Explanation.— For the purposes of this sub-rule, the expressions—

(i) “festive occasion” shall include any National function or State function as notified by the Central Government or State Government; and

(ii) “National function or State function “shall include”—

(A) Republic Day;

(B) Independence Day;

(C) State Day; or

(D) such other day as notified by the Central Government or the State Government.’.

4. In the Schedule to the principal rules, in the Note, paragraph 3 shall be omitted.

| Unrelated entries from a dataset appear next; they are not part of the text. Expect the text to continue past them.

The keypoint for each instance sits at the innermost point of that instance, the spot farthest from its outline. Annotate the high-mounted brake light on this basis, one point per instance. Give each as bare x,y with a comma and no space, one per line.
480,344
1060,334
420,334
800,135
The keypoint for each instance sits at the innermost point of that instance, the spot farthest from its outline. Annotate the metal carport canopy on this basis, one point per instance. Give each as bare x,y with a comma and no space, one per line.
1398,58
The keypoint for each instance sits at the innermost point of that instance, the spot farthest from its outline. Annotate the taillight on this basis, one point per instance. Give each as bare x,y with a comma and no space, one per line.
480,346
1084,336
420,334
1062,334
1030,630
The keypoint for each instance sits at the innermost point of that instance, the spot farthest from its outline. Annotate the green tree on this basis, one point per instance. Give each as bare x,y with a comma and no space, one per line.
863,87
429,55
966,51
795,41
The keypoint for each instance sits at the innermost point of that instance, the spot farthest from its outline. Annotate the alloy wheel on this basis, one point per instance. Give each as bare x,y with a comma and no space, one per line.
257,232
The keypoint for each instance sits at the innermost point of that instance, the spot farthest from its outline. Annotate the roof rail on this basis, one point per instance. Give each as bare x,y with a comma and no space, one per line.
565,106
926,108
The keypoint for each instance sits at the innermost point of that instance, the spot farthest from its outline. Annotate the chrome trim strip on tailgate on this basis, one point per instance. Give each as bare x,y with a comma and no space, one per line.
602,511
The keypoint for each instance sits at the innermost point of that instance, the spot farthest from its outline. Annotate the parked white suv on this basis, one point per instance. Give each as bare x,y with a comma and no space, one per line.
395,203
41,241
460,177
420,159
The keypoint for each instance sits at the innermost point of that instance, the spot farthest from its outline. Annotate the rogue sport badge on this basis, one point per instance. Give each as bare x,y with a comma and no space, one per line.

Ministry of Environment, Forests and Climate Change

Tribunals/Commissions/Regulatory Bodies

National Green Tribunal (NGT): While coming down heavily upon Osmanabad Municipal Council for failing to declare silence zone in the city, NGT observed that the said act of Municipal Council tantamount to non-compliance of the orders of Bombay High Court. Earlier, Govt. Resolution has been issued in order to comply with the orders of High Court of Bombay directing that all the Municipal Corporations and local bodies must declare silence zone within limits of the city, but there was no compliance of the direction by Osmanabad Municipal Council. The Tribunal was hearing an application filed by a person who alleged that a theatre situated in a residential colony of Osmanabad, which was surrounded by a hospital and a residential and commercial complex, increased the volume of its sound system when playing “item numbers” to pull in more crowd. On the basis of “precautionary principle”, NGT directed the theatre owner to install automatic sound amplifier system of Nob at 7 in the indicator, instead of manual system, to keep noise level low. NGT further noted that if the theatre failed to comply with the direction within the next two months, it will be held liable to pay penalty at the rate of Rs. 1,000 per day. The theatre was also asked to erect a rubber cladding of 9 to 10 feet in height on the western side (towards the residential colony) to ensure a proper acoustic system to preferably enclose/encase the noise sources, so that sound does not propagate outside excessively. Bharat Shamrao Gajendragadkar v. Shri Theatre, 2015 SCC OnLine NGT 168, decided on 22-7-2015

High Courts

Allahabad High Court: In line with the law laid down by the Supreme Court of India in the series of case laws that the right to live in freedom from noise pollution is a fundamental right under Article 21 of COI, the division bench of Dilip Gupta and M C Tripathi JJ. held that noise pollution beyond permissible limits is a restriction on the aforesaid right as noise pollution has  a direct effect on sleep, hearing, communication, mental and physical health. The Court further observed that Noise Pollution (Regulation and Control) Rules, 2000 (Rules) have been framed to regulate and control noise pollution and under it, it is the duty of the State Government to ensure that the existing noise levels do not exceed the prescribed air quality standards and rules restricting the use of loud speakers, public address systems, sound producing instruments, sounds emitting construction equipments are strictly enforced.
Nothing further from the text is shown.